Still, Nevada Gov. Brian Sandoval announced on Monday that the state had disciplined mental health employees as a result of the review. In an email to ABC News yesterday, the state confirmed there were nine different Rawson-Neal medical staff members responsible for the discharge plans in question. Four of these staff members are no longer employed with Rawson-Neal and of the remaining five, two were terminated and three are subject to further disciplinary action.
The hospital has also changed its policy and will now require chaperones for all bus trips.
Willden said the term "patient dumping" offends him, because the hospital was mostly helping patients get home to their families.
Although the cases they found in which the patients were sent out of state without following protocol were "serious," Willden said it was not "systemic."
A former Rawson-Neal employee, who spoke exclusively to ABC News on condition of anonymity, said he saw several patients bused out of state before they were ready to be discharged.
"There was this one female patient who was not stable at all," he said. "So she was drooling, stuttering, she's not able to communicate with us, she's lost in limbo. She's floating."
Another patient was discharged right after threatening this employee, he said.
The former employee says he reported his concerns to a nurse, but was told the doctor's decision on discharging patients was the final word.

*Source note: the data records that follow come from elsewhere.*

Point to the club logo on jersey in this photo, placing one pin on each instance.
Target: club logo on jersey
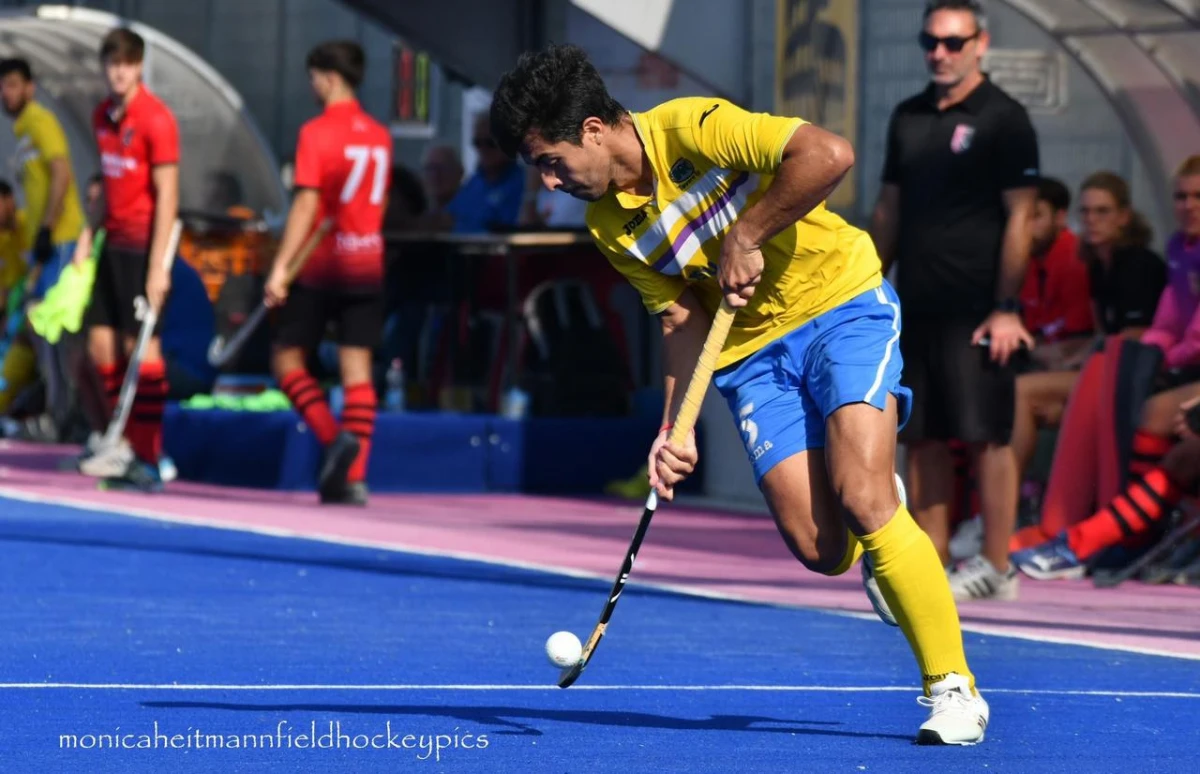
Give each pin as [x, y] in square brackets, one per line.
[961, 138]
[750, 433]
[694, 273]
[682, 172]
[631, 226]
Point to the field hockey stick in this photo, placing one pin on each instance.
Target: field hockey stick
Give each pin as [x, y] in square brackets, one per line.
[149, 317]
[684, 423]
[221, 352]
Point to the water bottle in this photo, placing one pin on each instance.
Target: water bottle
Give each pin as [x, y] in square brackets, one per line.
[394, 397]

In an interview, when ABC's Cecilia Vega asked Wilden where the rest of the 10 patients found to be bused inappropriately wound up, he refused to answer.
"I don't think it's appropriate at this time," he said.
He added that other states bus mentally ill patients to Nevada.
"I'm not saying it's right," he said. "I'm saying it happens."
The American Psychiatric Association said, "It's an unfortunate reality that most state and local mental health facilities are facing critical funding shortfalls, and this may be contributing to efforts to relocate patients to communities where they live and help is available and has been arranged."
Dr. James Scully, medical director and CEO of the American Psychiatric Association said, "We call upon the authorities to investigate whether patients are indeed receiving the care and support they need, supplied by facilities with adequate space and funding for the patients they serve."
Fortunately for Brown, a counselor and a Sacramento Bee reporter helped him connect with his daughter on the East Coast.
"I don't want revenge, and I don't know about justice, but I want them to pay for what they've done to me and the others," Brown said. "I want people to really take a moment to think about this."